A saliency map highlights areas of interest within an image, that contributed to the produced score. For example, in the context of tuberculosis detection from chest X-ray images, this would be the locations in those images where tuberculosis is (supposedly) present.

This package provides scripts that can generate saliency maps and compute relevant metrics for evaluating the performance of saliency map algorithms taking into consideraton result completeness, and human interpretability. Result completeness evaluates how much of the output score is explained by the computed saliency maps. Human interpretability evaluates how much of the generated saliency map matches human expectations when performing the same task.

Evaluation of human interpretability obviously requires the use of a datamodule with human-annotated saliency information that is supposed to correlate with image labels.

The command-line interface for saliency map generation and analysis is available through the mednet classify saliency subcommands. The commands should be called in sequence to generate intermediate outputs required for subsequent commands:

Fig. 2 Overview of CLI commands for saliency generation and evaluation. Clicking on each item leads to the appropriate specific documentation. Saliency generation can be done for any datamodule split. In this figure, only the Test data set is displayed for illustrative purposes.¶

Saliency Generation¶

Saliency maps can be generated with the saliency generate command. They are represented as numpy arrays of the same size as thes images, with values in the range [0-1] and saved in .npy files.

Several saliency mapping algorithms are available to choose from, which can be specified with the -s option. The default algorithm is GradCAM.

To generate saliency maps for all splits in a datamodule, run a command such as:

mednet classify saliency generate -vv pasa tbx11k-v1-healthy-vs-atb --weight=path/to/model-at-lowest-validation-loss.ckpt --output-folder=results

Viewing¶

To overlay saliency maps over the original images, use the saliency view command. Results are saved as PNG images in which brigter pixels correspond to areas with higher saliency.

To generate visualizations, run a command such as:

# input-folder is the location of the saliency maps created as per above
mednet classify saliency view -vv pasa tbx11k-v1-healthy-vs-atb --input-folder=input-folder --output-folder=results

Completeness¶

The saliency completeness script computes ROAD scores of saliency maps and saves them in a JSON file. The ROAD algorithm [RLB+22] estimates the explainability (in the completeness sense) of saliency maps by substituting relevant pixels in the input image by a local average, re-running prediction on the altered image, and measuring changes in the output classification score when said perturbations are in place. By substituting most or least relevant pixels with surrounding averages, the ROAD algorithm estimates the importance of such elements in the produced saliency map.

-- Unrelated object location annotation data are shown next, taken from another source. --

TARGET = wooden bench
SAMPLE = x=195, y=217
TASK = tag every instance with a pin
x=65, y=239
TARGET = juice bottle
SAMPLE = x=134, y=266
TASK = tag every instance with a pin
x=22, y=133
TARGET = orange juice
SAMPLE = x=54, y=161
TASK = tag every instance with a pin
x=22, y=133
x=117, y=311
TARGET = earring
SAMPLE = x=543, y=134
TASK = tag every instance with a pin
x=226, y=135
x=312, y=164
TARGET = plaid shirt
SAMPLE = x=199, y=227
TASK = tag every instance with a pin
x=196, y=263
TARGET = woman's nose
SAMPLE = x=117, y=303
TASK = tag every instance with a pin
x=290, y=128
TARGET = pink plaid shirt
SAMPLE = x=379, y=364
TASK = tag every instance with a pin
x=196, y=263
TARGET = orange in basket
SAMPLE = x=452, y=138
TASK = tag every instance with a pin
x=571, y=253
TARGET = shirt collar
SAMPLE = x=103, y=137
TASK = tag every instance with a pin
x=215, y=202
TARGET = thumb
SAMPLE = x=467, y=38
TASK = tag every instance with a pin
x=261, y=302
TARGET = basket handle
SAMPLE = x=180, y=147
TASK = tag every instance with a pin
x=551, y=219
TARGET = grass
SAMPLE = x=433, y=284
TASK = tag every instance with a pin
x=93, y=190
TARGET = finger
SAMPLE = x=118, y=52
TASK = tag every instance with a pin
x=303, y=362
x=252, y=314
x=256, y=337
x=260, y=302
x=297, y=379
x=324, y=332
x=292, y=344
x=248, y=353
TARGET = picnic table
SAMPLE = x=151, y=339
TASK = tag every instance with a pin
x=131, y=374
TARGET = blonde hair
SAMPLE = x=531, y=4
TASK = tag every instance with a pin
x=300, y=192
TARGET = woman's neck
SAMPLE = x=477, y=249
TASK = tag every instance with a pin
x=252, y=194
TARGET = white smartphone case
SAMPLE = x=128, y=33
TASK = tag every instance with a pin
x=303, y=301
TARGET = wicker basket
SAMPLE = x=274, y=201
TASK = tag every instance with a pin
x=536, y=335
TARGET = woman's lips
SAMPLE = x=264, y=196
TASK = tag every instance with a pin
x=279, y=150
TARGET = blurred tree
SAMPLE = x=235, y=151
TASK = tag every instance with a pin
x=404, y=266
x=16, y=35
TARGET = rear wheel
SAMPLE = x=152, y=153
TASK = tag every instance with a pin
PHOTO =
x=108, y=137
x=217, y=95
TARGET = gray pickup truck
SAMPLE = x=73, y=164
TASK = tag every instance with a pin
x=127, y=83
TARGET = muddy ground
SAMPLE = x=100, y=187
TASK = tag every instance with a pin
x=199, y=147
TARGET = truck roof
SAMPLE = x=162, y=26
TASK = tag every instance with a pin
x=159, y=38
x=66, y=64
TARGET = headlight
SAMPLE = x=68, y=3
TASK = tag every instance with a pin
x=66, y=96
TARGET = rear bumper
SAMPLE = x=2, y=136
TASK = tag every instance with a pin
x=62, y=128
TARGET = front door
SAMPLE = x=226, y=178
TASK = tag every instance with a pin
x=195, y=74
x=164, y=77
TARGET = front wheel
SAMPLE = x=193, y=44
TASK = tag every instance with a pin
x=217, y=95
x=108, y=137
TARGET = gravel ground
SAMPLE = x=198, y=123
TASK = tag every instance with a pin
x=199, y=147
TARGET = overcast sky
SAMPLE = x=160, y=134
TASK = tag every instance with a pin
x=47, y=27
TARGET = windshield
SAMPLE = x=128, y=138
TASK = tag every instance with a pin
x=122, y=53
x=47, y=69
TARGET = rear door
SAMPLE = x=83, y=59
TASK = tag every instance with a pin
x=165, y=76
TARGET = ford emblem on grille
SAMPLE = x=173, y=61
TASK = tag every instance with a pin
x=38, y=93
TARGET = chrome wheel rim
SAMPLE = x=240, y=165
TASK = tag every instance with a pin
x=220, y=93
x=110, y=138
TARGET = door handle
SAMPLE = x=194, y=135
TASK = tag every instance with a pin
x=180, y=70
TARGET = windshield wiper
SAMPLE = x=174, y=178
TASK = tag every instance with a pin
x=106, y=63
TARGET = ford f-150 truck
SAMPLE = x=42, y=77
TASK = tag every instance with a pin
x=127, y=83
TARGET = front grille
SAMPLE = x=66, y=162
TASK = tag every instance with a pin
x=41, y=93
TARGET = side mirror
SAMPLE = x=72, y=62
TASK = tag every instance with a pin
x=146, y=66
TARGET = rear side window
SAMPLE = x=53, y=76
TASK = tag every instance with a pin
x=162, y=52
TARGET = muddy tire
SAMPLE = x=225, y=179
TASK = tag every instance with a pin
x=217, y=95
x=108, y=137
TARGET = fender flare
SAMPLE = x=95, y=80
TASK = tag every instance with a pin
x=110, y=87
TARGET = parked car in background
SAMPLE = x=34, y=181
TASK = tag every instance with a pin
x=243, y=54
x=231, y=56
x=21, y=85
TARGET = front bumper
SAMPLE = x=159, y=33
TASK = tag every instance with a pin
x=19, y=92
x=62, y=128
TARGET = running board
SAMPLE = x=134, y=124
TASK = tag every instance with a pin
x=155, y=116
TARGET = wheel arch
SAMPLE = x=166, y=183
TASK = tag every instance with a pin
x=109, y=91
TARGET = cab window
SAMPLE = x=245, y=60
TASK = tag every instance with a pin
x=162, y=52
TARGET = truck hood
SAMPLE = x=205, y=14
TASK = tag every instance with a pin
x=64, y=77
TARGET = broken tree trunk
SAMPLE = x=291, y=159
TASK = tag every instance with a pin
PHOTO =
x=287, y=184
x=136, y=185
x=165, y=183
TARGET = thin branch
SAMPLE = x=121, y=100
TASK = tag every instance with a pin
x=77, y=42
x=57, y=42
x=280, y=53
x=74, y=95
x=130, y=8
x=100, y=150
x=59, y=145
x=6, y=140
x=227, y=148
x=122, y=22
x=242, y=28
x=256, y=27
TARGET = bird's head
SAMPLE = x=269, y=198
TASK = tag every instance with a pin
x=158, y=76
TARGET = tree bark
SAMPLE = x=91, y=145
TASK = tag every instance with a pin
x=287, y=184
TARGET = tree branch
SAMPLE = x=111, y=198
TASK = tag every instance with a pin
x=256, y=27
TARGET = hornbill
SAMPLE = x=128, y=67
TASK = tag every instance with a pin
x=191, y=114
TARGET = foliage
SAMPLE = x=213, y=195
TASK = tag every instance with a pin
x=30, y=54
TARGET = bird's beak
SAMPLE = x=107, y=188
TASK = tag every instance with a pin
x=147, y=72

To run completeness analysis for a given model and saliency-map algorithm on all splits of a datamodule, use the saliency completeness command. ROAD scores for each input sample are computed and stored in a JSON file for later analysis. For example:

mednet classify saliency completeness -vv pasa tbx11k-v1-healthy-vs-atb --device="cuda:0" --weight=path/to/model-at-lowest-validation-loss.ckpt --output-folder=results

Note

Running the completness analysis on a GPU is strongly advised. The algorithm requires multiple model passes per sample.
The target datamodule does NOT require specific annotations for this analysis

Interpretability¶

Given a target label, the interpretability step computes the proportional energy and average saliency focus in a datamodule. The proportional energy is defined as the quantity of activation that lies within the ground truth boxes compared to the total sum of the activations. The average saliency focus is the sum of the values of the saliency map over the ground-truth bounding boxes, normalized by the total area covered by all ground-truth bounding boxes.

To run interpretability analysis for a given model and saliency-map algorithm on all splits of a datamodule, use the saliency interpretability command. The average egnery and saliency focus features for each input sample are computed and stored in a JSON file for later analysis. For example:

mednet saliency interpretability -vv tbx11k-v1-healthy-vs-atb --input-folder=parent-folder/saliencies/ --output-json=path/to/interpretability-scores.json

Note

Currently, this functionality requires a datamodule containing human-annotated bounding boxes.